La Cour autorise Maître I J et la SAS TUDELA WERQUIN & Associés, qui en ont fait la demande expresse, non pas à distraire terme qui n’est plus usité depuis des dizaines d’années mais à recouvrir directement ceux des dépens dont il a été fait l’avance sans avoir reçu provision dans les conditions de l’article 699 du code de procédure civile.
La Cour déboute la société LECITRAILER de ses demandes au titre des dépens.

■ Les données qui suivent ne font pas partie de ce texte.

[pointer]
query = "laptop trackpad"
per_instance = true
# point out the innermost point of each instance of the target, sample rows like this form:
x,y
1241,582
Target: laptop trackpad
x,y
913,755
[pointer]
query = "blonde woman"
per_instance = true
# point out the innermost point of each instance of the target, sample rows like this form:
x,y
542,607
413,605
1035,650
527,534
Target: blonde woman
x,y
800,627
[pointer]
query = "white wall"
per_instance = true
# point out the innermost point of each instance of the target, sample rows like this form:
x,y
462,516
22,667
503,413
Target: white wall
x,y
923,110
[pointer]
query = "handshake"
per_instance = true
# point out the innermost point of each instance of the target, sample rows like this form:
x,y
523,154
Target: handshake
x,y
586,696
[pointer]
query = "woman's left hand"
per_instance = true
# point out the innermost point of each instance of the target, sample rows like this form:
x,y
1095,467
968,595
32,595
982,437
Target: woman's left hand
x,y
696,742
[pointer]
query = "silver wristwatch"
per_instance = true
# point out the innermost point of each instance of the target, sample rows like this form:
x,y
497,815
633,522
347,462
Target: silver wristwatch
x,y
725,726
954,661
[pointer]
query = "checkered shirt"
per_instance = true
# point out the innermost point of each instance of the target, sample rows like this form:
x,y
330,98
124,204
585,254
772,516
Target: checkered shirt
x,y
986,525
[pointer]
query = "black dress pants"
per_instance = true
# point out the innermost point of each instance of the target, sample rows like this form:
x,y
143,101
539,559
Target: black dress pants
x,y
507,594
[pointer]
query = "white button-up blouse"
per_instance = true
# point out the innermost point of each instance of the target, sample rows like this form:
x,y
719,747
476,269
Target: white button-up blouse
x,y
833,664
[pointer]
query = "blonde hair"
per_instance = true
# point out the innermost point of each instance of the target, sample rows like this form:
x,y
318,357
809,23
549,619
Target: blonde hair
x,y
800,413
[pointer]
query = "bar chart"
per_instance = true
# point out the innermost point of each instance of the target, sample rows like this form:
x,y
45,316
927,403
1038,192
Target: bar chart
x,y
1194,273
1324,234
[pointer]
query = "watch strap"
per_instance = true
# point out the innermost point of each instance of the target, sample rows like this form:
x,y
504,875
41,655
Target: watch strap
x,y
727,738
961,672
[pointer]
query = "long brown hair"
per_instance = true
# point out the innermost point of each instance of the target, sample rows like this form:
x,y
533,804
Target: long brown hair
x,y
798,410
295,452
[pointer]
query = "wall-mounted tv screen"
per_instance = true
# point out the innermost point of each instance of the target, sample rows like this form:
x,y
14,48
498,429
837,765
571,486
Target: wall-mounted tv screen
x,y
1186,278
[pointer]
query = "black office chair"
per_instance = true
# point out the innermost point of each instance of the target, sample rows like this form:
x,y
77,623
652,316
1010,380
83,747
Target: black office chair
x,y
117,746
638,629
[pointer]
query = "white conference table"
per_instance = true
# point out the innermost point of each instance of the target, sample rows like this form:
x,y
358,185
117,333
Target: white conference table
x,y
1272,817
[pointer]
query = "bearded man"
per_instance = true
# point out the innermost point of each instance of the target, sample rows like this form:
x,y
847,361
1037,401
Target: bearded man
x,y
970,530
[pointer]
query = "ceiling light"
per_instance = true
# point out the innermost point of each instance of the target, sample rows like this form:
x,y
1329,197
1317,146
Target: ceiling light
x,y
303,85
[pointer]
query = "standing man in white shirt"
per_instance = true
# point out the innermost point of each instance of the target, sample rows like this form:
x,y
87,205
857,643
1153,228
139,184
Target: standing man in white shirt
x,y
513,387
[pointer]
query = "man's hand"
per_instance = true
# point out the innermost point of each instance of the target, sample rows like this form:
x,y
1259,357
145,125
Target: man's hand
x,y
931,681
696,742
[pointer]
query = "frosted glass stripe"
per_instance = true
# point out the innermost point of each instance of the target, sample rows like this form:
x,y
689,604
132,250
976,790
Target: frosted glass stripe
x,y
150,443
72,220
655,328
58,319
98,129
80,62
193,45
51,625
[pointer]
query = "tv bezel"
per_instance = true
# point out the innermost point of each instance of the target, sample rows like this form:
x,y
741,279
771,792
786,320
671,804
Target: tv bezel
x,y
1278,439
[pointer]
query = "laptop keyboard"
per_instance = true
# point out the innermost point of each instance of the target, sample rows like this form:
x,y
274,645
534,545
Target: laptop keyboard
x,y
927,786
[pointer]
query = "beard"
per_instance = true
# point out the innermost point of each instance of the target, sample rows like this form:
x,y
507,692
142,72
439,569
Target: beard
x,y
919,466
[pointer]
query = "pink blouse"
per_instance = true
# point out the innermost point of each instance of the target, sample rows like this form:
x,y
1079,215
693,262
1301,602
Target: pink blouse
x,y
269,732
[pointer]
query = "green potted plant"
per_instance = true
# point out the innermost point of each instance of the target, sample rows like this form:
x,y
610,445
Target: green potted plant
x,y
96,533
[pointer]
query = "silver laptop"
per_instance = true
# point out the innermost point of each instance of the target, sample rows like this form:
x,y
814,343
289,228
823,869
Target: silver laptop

En équité, compte tenu des circonstances de l’affaire, la Cour condamne la société LECITRAILER à verser les indemnités suivantes au titre des frais irrépétibles que les sociétés MANJOT ENVIRONNEMENT, SERNED, et SCANIA FRANCE ont été contraintes d’exposer inutilement':
5 000 euros à la société SCANIA FRANCE,• 5 000 euros à la société SERNED,• 5 000 euros à la société MANJOT ENVIRONNEMENT.•
La Cour déboute la société LECITRAILER de ses demandes au titre de l’article 700 du code de procédure civile et les sociétés MANJOT ENVIRONNEMENT et SCANIA FRANCE du surplus de leur demande au titre de l’article 700 du code de procédure civile.
PAR CES MOTIFS
La Cour,
Infirme l’ordonnance du 21 avril 2021 du président du tribunal de commerce de LYON prescrivant une consultation au contradictoire des sociétés LECITRAILER, MANJOT ENVIRONNEMENT,
SERNED et SCANIA FRANCE en toutes ses dispositions,
Statuant à nouveau :
Déclare irrecevable la demande d’expertise judiciaire présentée par la société LECITRAILER dans son assignation du 4 février 2021,
Déclare irrecevable la demande de la société MANJOT aux fins de nullité du rapport d’expertise de Monsieur A,
Constate uniquement que la désignation de Monsieur A en remplacement de Monsieur Z par ordonnance du 28 avril 2021 laquelle n’a pas fait l’objet d’un appel est fondée sur l’ordonnance du 21 avril 2021 portant mesure d’instruction laquelle est infirmée en toutes ses dispositions,
Condamne la société LECITRAILER à payer à la société SERNED la somme de 5 000 euros de dommages et intérêts pour procédure abusive ;
Condamne d’office la société LECITRAILER à payer une amende civile de 10 000 euros pour procédure abusive en application de l’article 32-1 du code de procédure civile,
Déboute la société LECITRAILER de sa demande aux fins de réserver les dépens,
Condamne la société LECITRAILER aux entiers dépens de première instance et d’appel ;
Autorise Maître I J et la SAS TUDELA WERQUIN & Associés, à recouvrir directement ceux des dépens dont il a été fait l’avance sans avoir reçu provision dans les conditions de l’article 699 du code de procédure civile,
Déboute la société LECITRAILER de ses demandes au titre des dépens,
Condamne la société LECITRAILER à verser la somme de 5 000 euros au titre de l’article 700 du code de procédure civile à chacune des trois sociétés MANJOT ENVIRONNEMENT, SERNED et SCANIA FRANCE,
Déboute la société LECITRAILER de ses demandes au titre de l’article 700 du code de procédure civile,
Rejette le surplus des demandes des sociétés MANJOT ENVIRONNEMENT et SCANIA FRANCE, au titre de l’article 700 du code de procédure civile.